SNP ministers were warned five years ago that they could well miss the 2025 deadline for dualling Scotland’s most dangerous road but kept it a secret, it has emerged.

Official papers obtained by a Holyrood committee show the cabinet was told in 2018 that privately financing the £3billion plan to dual the A9 between Perth and Inverness meant a longer timescale.

They also suggest the project cannot now be delivered until the 2030s and the cost has ballooned to between £4.5bn and £7.2bn, putting a question mark over its affordability.

The Government is already facing a £700m black hole in its capital budget for 2024/25. 

The Scottish Tories said the secrecy around the Government “stinks”, and singled out Michael Matheson for criticism, as he was transport secretary from 2018 to 2023.

Now health secretary, he is currently under investigation for claiming £3000 on his Holyrood expenses towards an £11,000 data roaming iPad bill run up by his children on holiday.

A Government source queried the Scottish Parliament's analysis, but acknowledged the deadline was ultimately missed because ministers did not prioritise finance for the A9.

The SNP first promised to dual 80 miles of the A9 in 11 sections in 2011, when it was costed at £3bn and acknowledged as the biggest infrastructure project in Scottish history.

The road has long been notorious for the number of fatalities which occur along it, many at points where single and dual carriageway sections cross over, with 12 fatalities last year. 

However there were multiple delays and dithering over the funding mechanism and only two sections covering 10 miles have so far been modernised.

In February this year, transport minister Jenny Gilruth finally admitted in parliament that the 2025 timescale was “simply no longer achievable”.

She blamed the failure of the latest contract tendering exercise on external factors including Covid, Brexit, the war in Ukraine, the UK mini-budget and high inflation.

She promised a revised timescale this autumn, but has yet to deliver it.

Now material released by Holyrood’s Citizen Participation Committee, which is considering a petition on dualling the A9, indicates the delays long pre-dated those factors.

The Committee obtained 74 documents provided to Scottish ministers between May 2012 and February this year containing “significant, previously unpublished, information”.

An analysis by Holyrood officials said ministers had “never formally agreed a mechanism” to procure the building of eight of the 11 sections.

Mr Matheson was told in August 2018 that using private finance, which became the preferred option for the bulk of the project, meant the 2025 target date would be “unachievable”.

A paper presented to the full cabinet in November 2018 said the evolving approach “will mean the 2025 timescale is not achievable with the end date yet to be determined”.

A December 2021 discussion paper prepared by officials for Mr Matheson and then finance secretary John Swinney said the “earliest completion date” for a privately financed option would be 2032 and for a traditional public sector option 2034.

The former would cost £7.2bn over 30 years and the latter £4.5bn.

The paper said “both of these options would require re-prioritisation from other budgets and difficult choices about the affordability of other projects”.

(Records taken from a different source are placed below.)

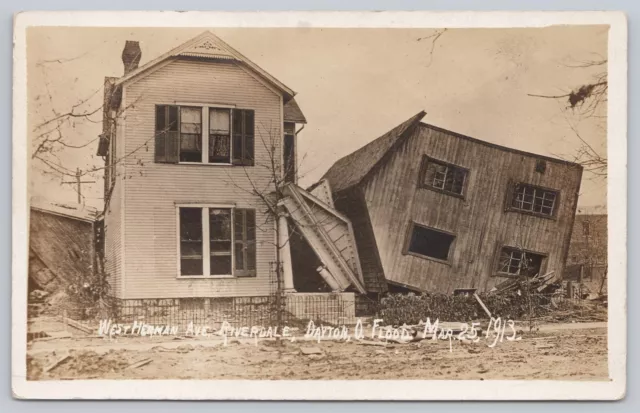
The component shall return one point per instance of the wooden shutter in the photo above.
(508, 201)
(245, 242)
(243, 136)
(167, 135)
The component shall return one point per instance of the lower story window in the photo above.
(217, 241)
(429, 242)
(514, 261)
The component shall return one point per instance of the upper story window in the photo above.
(427, 242)
(443, 176)
(514, 261)
(533, 199)
(204, 134)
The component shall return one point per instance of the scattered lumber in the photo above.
(57, 363)
(484, 307)
(77, 325)
(138, 363)
(372, 343)
(310, 350)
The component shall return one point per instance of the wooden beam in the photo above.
(484, 307)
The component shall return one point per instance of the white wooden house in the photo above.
(184, 144)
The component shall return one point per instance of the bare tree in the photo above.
(586, 101)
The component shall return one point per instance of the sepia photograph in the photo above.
(308, 203)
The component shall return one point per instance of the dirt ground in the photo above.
(568, 352)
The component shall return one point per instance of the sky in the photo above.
(353, 85)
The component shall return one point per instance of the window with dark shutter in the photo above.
(191, 248)
(167, 148)
(220, 241)
(243, 128)
(245, 242)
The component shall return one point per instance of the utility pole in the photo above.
(79, 182)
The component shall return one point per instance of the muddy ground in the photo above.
(574, 352)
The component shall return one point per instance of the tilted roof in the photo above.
(350, 170)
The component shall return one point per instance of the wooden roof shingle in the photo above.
(351, 169)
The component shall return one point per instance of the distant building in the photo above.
(433, 210)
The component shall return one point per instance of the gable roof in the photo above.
(350, 170)
(293, 113)
(207, 45)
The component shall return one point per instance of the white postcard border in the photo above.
(338, 389)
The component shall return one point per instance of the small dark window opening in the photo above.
(515, 261)
(430, 243)
(443, 176)
(530, 198)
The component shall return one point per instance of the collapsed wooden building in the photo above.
(433, 210)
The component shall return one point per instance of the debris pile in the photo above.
(518, 298)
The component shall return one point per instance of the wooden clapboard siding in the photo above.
(152, 189)
(479, 221)
(114, 232)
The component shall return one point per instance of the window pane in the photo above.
(190, 116)
(221, 265)
(190, 266)
(190, 134)
(530, 198)
(220, 224)
(219, 121)
(160, 117)
(248, 122)
(191, 224)
(173, 119)
(517, 262)
(239, 252)
(430, 243)
(443, 176)
(191, 241)
(219, 149)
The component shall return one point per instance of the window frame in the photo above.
(495, 272)
(409, 235)
(206, 243)
(426, 159)
(204, 133)
(511, 187)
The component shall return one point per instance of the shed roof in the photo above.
(62, 242)
(350, 170)
(75, 211)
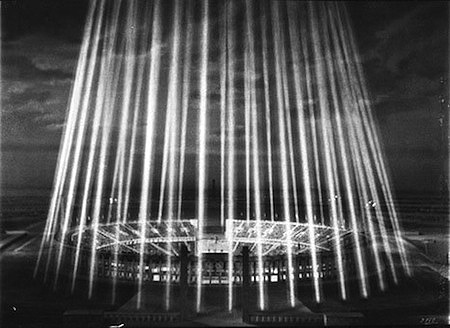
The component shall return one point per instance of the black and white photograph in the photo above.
(227, 163)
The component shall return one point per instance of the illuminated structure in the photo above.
(294, 130)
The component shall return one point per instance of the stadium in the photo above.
(118, 250)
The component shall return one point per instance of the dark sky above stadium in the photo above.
(404, 47)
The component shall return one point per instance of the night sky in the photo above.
(404, 46)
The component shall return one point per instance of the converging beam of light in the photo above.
(104, 147)
(371, 180)
(172, 110)
(136, 115)
(344, 160)
(295, 50)
(100, 98)
(375, 145)
(67, 139)
(344, 83)
(231, 147)
(283, 153)
(255, 147)
(325, 121)
(129, 72)
(267, 108)
(223, 107)
(152, 96)
(202, 129)
(187, 61)
(76, 161)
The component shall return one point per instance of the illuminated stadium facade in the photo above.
(125, 266)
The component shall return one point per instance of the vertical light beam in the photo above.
(231, 148)
(295, 50)
(283, 153)
(255, 147)
(152, 97)
(202, 129)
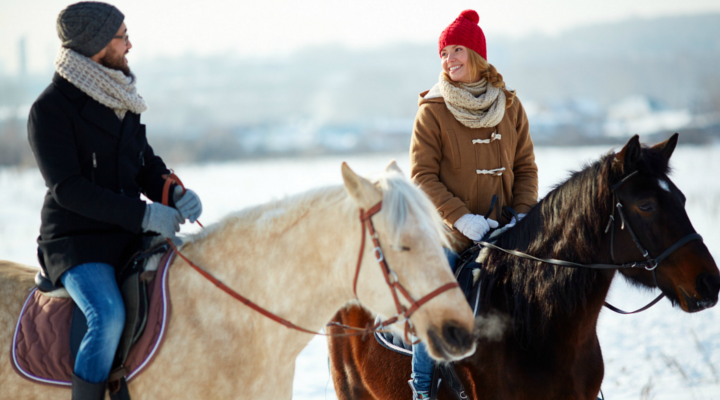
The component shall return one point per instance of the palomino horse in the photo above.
(549, 348)
(296, 257)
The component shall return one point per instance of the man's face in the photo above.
(114, 57)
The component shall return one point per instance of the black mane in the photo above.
(568, 224)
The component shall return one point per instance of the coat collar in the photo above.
(67, 88)
(422, 100)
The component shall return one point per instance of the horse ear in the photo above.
(667, 147)
(630, 154)
(393, 167)
(360, 189)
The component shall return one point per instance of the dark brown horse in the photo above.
(548, 348)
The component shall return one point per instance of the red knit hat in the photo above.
(465, 31)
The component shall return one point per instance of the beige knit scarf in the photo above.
(108, 87)
(475, 105)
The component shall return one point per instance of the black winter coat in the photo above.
(95, 167)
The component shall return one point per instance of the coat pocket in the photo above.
(451, 140)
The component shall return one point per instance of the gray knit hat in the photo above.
(88, 27)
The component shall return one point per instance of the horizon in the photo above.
(319, 25)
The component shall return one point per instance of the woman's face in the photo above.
(454, 61)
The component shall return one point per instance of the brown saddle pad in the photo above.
(41, 343)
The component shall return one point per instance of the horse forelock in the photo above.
(568, 224)
(400, 199)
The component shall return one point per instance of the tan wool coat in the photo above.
(447, 160)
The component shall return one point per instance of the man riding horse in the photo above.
(92, 151)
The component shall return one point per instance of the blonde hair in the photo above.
(480, 69)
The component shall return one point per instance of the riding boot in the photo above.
(418, 395)
(83, 390)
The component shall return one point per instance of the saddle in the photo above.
(51, 327)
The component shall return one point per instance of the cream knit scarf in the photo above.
(107, 86)
(475, 105)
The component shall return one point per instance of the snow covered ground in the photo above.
(660, 354)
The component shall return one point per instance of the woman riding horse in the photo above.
(470, 143)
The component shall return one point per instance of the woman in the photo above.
(470, 142)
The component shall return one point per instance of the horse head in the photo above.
(409, 238)
(655, 211)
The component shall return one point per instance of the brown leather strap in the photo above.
(390, 278)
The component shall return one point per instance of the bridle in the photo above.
(403, 313)
(649, 264)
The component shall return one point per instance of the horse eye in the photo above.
(646, 207)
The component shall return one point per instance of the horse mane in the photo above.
(400, 200)
(568, 224)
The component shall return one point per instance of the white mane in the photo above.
(400, 199)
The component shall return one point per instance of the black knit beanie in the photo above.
(87, 27)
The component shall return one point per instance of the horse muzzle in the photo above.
(453, 342)
(707, 287)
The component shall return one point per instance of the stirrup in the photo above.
(422, 395)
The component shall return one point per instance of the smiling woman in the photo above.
(471, 151)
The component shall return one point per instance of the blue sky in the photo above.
(275, 27)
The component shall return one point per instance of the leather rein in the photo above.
(403, 313)
(649, 264)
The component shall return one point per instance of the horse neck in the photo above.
(568, 224)
(293, 260)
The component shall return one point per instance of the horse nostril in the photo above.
(457, 336)
(708, 286)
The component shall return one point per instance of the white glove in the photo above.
(474, 227)
(513, 222)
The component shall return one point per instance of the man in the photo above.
(92, 151)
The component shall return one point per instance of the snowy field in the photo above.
(662, 353)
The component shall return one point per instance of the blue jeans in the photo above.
(422, 364)
(94, 289)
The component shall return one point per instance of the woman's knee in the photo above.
(109, 317)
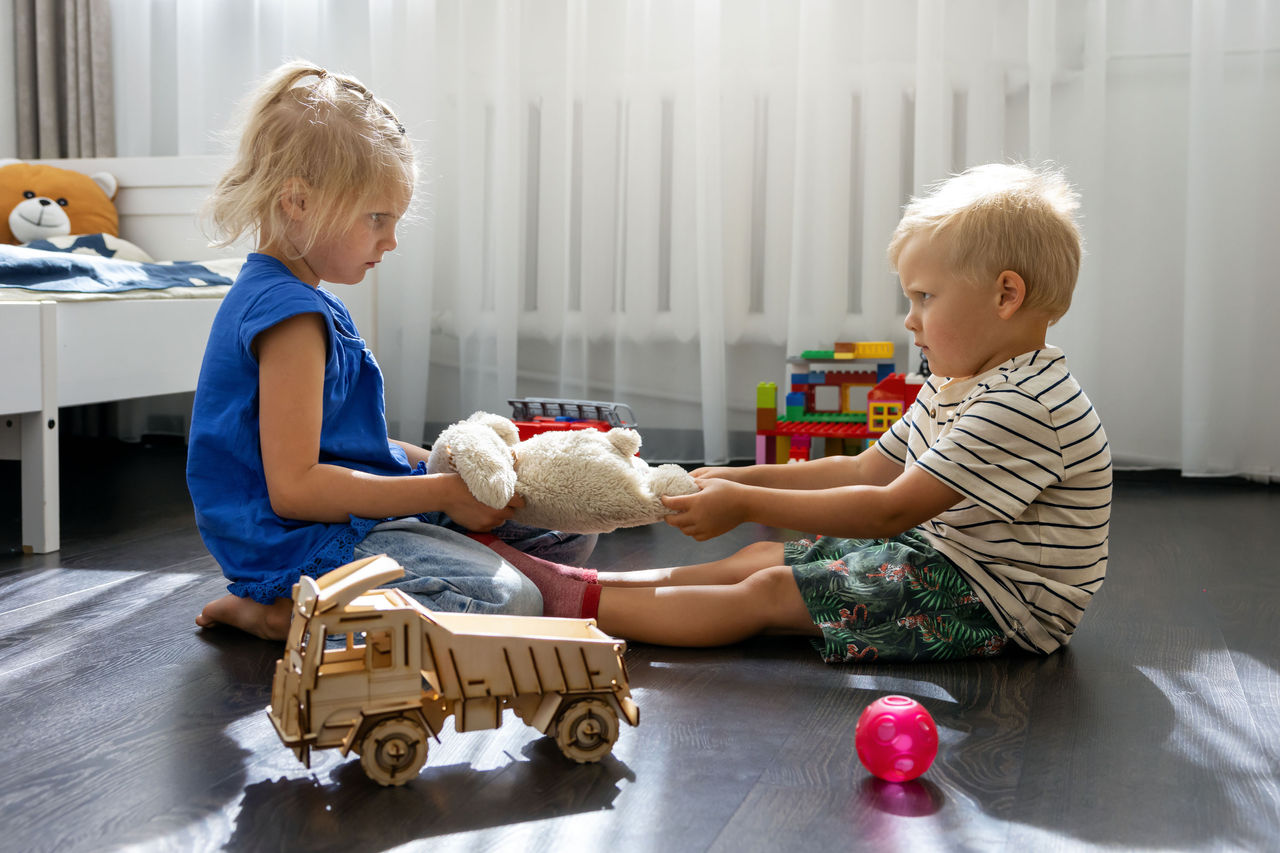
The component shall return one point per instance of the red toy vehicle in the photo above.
(534, 415)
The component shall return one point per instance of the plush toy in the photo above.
(39, 201)
(580, 480)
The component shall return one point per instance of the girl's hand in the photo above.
(717, 507)
(460, 505)
(722, 473)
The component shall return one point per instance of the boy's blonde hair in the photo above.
(328, 131)
(1002, 217)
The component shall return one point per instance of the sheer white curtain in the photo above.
(656, 200)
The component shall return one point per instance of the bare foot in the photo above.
(269, 621)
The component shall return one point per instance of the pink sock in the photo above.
(567, 591)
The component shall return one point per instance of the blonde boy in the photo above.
(978, 519)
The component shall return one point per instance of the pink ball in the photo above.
(896, 738)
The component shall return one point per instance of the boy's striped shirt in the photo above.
(1025, 450)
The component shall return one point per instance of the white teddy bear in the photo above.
(579, 480)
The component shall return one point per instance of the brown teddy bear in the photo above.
(39, 201)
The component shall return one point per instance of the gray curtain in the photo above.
(63, 62)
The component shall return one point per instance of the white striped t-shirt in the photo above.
(1024, 447)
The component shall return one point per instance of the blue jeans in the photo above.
(447, 570)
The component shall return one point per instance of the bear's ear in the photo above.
(627, 441)
(106, 181)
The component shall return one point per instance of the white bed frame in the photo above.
(59, 354)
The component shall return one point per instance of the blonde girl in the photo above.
(289, 466)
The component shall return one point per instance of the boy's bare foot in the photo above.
(269, 621)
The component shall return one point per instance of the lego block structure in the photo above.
(831, 397)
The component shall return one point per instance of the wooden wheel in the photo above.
(393, 751)
(586, 730)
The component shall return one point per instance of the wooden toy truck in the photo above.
(373, 671)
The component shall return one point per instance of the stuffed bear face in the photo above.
(39, 201)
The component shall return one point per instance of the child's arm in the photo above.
(863, 510)
(869, 468)
(291, 383)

In December last year, ministers were given two choices: pause the entire project indefinitely or push ahead with parts of it when budgets allowed. They chose the latter.

Tory MSP Graham Simpson said: “The charge sheet keeps growing against the scandal-ridden Michael Matheson.  

“This damning report exposes that when he was SNP transport secretary, he was fully aware that his government were never going to dual the A9 by 2025 – yet he covered this fact up.

“This secrecy in this SNP government stinks and the now-health secretary is at the heart of further deceit.

“Everyone who relies on the A9 feared the route would never be dualled in the SNP’s timeframe, but ministers shamefully only confirmed as much earlier this year.

“Even now, they still haven’t delivered an update on the A9 which they promised would come in the autumn. Their snail-paced progress has cost lives and this report lays bare their cover-up.

“No wonder the campaigners and rural-based Scots who depend on the A9 have lost all trust in this SNP Government.”

Jackson Carlaw, the chair of the Committee, added: “The evidence we’ve received is stark, revealing a piecemeal process, with concerns raised repeatedly about spiralling costs and delays to completion.

“It’s evident that the Scottish Government have known for a considerable length of time that the 2025 deadline was in jeopardy, however it’s less clear what action ministers have taken to address this.”

He said the committee will review the evidence when it meets on December 20, and consider whether to take evidence from Transport Scotland officials and previous ministers.

In a written submission to the committee, First Minister Humza Yousaf, himself a former transport minister, made clear his “continued determination to see the A9 dualled”.

He described upgrading the entire road to dual-carriageway as a “vital part” of Scottish Government efforts “to support the residents and businesses in the Highlands”.

He added the work was “also of national economic importance to Scotland”.

A Transport Scotland spokesperson said: "The advice provided in 2018 related specifically to the impact of moving to a Mutual Investment Model [private finace].

"It did not relate to a traditional capital funding model. It was in late 2022 that Transport Scotland knew with certainty that the 2025 date could not be achieved.”

The Government is expected to updat e parliament on the programme for completing the remaining sections in the coming days.